C’est là un des moyens par lesquels Céline fait entrer le lecteur dans la fabrique du texte. Il ne gomme rien des essais, tentatives plus ou moins opportunes de vocabulaire. Il nous livre tous ses tâtonnements. Quand il veut caractériser une chose, les divers mots qui lui viennent à l’esprit ne sont pas mis en compétition et triés selon leur pertinence. Ils sont livrés en vrac (ce qui ne signifie pas en désorde) dans un effet de brouillard, de brouillon, indépendamment de leur statut grammatical habituel, laissé dans l’indécision (p. ex. Guignol’s Band 1 : « croque-notes raté vagabond »).

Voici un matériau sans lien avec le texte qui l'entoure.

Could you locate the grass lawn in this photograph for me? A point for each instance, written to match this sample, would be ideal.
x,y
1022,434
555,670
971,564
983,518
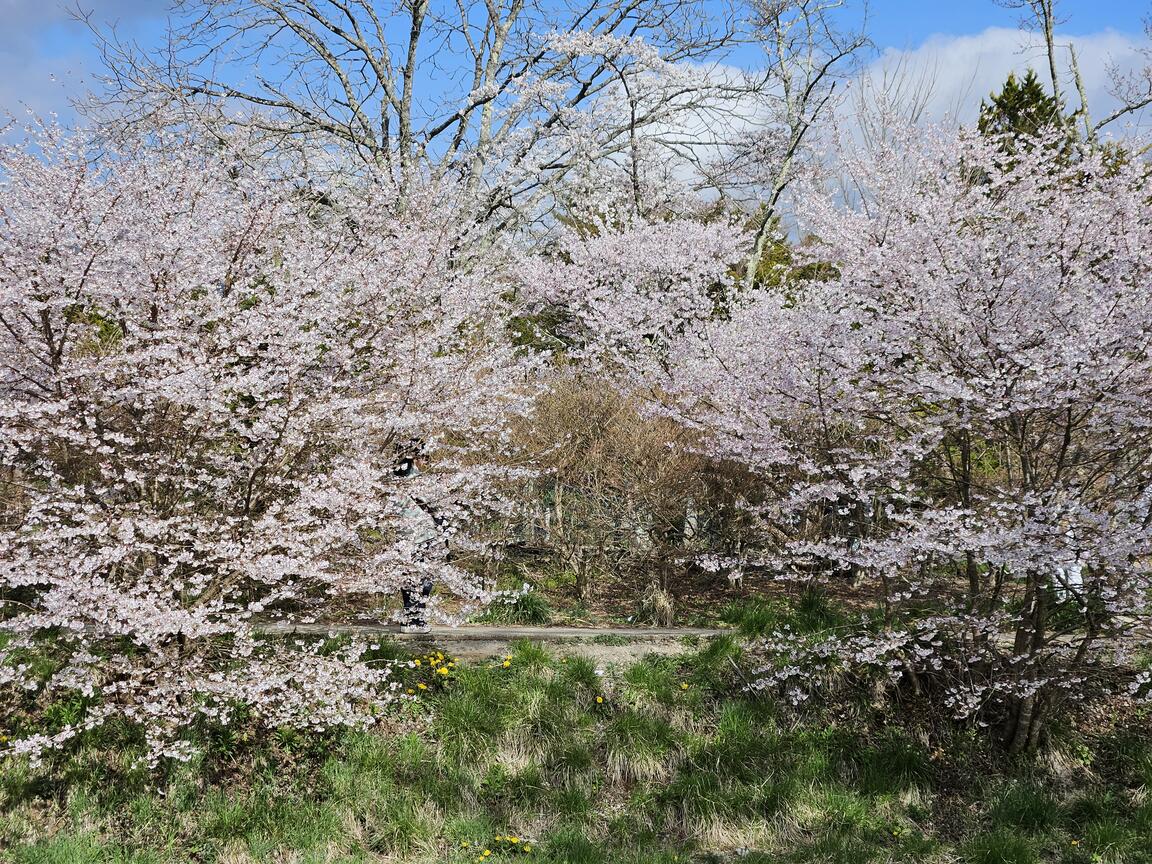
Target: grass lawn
x,y
546,758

Plusieurs mots tournent autour de l’idée, la cernent de traits, créent un halo de qualifications dont chacune est approximative, mais dont l’ensemble finit par faire vibrer le sens de façon infiniment plus vivante que ne le ferait un mot bien précis, net et choisi, mince et coupant comme la ligne unique d’un contour. En anti-classique, en lointain disciple de Rabelais, Céline ajoute, accumule, surcharge : l’outrance, l’exagération constituent un de ses procédés principaux, d’ailleurs proclamé comme tel, aussi bien dans les situations que dans les mots qui les décrivent. On a sans cesse des entassements et des écroulements de choses, mais aussi des entassements et cataractes de mots (un des personnages de Guignol’s Band est nommé Cascade).
Les illustrations de Gen-Paul sont magnifiquement accordées à ce procédé d’écriture qui multiplie les ‘fausses’ lignes et donne une grande sensation de présence. Un mot n’annule pas le précédent, mais le complète. Pour le lecteur non encore habitué, cette prolifération peut donner une impression d’inextricable fouillis comme ferait La belle Noiseuse de Frenhofer. Mais avec un peu d’entraînement, on ressent la paradoxale force de présentification de ces approches multiples, de ce bégaiement. Céline multiplie les termes ‘approximatifs’, au sens positif du mot, à savoir : qui approche, qui s’approche, qui rend proche.
En particulier, pour qualifier, le plus souvent pour disqualifier, il aime multiplier, de façon aberrante en français, les adjectifs antéposés. Ainsi, il fait attendre le substantif, qui se trouve comme écrasé par avance par toutes les versions et variantes possibles de son ignominie. Ces adjectifs sont certes largement redondants, mais pas franchement synonymes ; chacun apporte l’écot de sa singularité. Même hors de la violence des pamphlets, l’injure est un modèle stylistique sous-jacent - le chapelet d’injures qui ne se soucie pas de cohérence ou de compatibilité. Il s’agit, par des coups redoublés, de ‘sonner’ par avance le substantif (le nom mis à mal par ses épithètes même).
On a donc l’impression d’être présent aux côtés du romancier, à son atelier, au moment où les possibles ne sont pas encore éliminés ; on voit le roman en train de se faire, encore pris dans sa gangue, minerai non encore purifié. Il semble qu’on accède à l’écriture in statu nascendi, qui cherche encore sa formulation avant la profération, qui tâtonne ; comme si la nappe phréatique, l’implexe verbal étaient mis en évidence, et exposés sans élimination (non sans ordre, non sans rythme). Chaque mot, chaque formule, est ainsi à la limite indécise du possible et du réel, du choisi et du non-choisi ; l’auteur cherche ses mots, et nous les donne tels qu’ils émergent dans sa conscience verbale. De cela vient la possibilité (très nouvelle assurément) de caractériser très fortement, sans pour autant définir nettement. On est dans une atmosphère, dans une ambiance mentale où sont maintenues la densité voire la brutalité de l’affect. Ça ronchonne, bredouille, répète, attaque par une série d’angles divers, tous des à-peu-près, mais dont l’accumulation sans clarté est pourtant très efficace. Il ne s’agit pas de brosser un portrait mais de mitrailler le plus grand nombre possible d’exécrations. Ce ne sont pas des mots d’avant les mots. Ce sont des mots d’avant le choix ; c’est le brouillon, le brouillard. Le paradoxe, et la merveille littéraire, c’est que cette façon de ne pas choisir est une façon de tout choisir ; cette façon de proposer revient à tout imposer puisque le lecteur ressentira l’effet de chaque mot, ne pourra pas se tenir à distance de l’inquiétante rumeur de sous-sol, faite de grommellements et ruminations.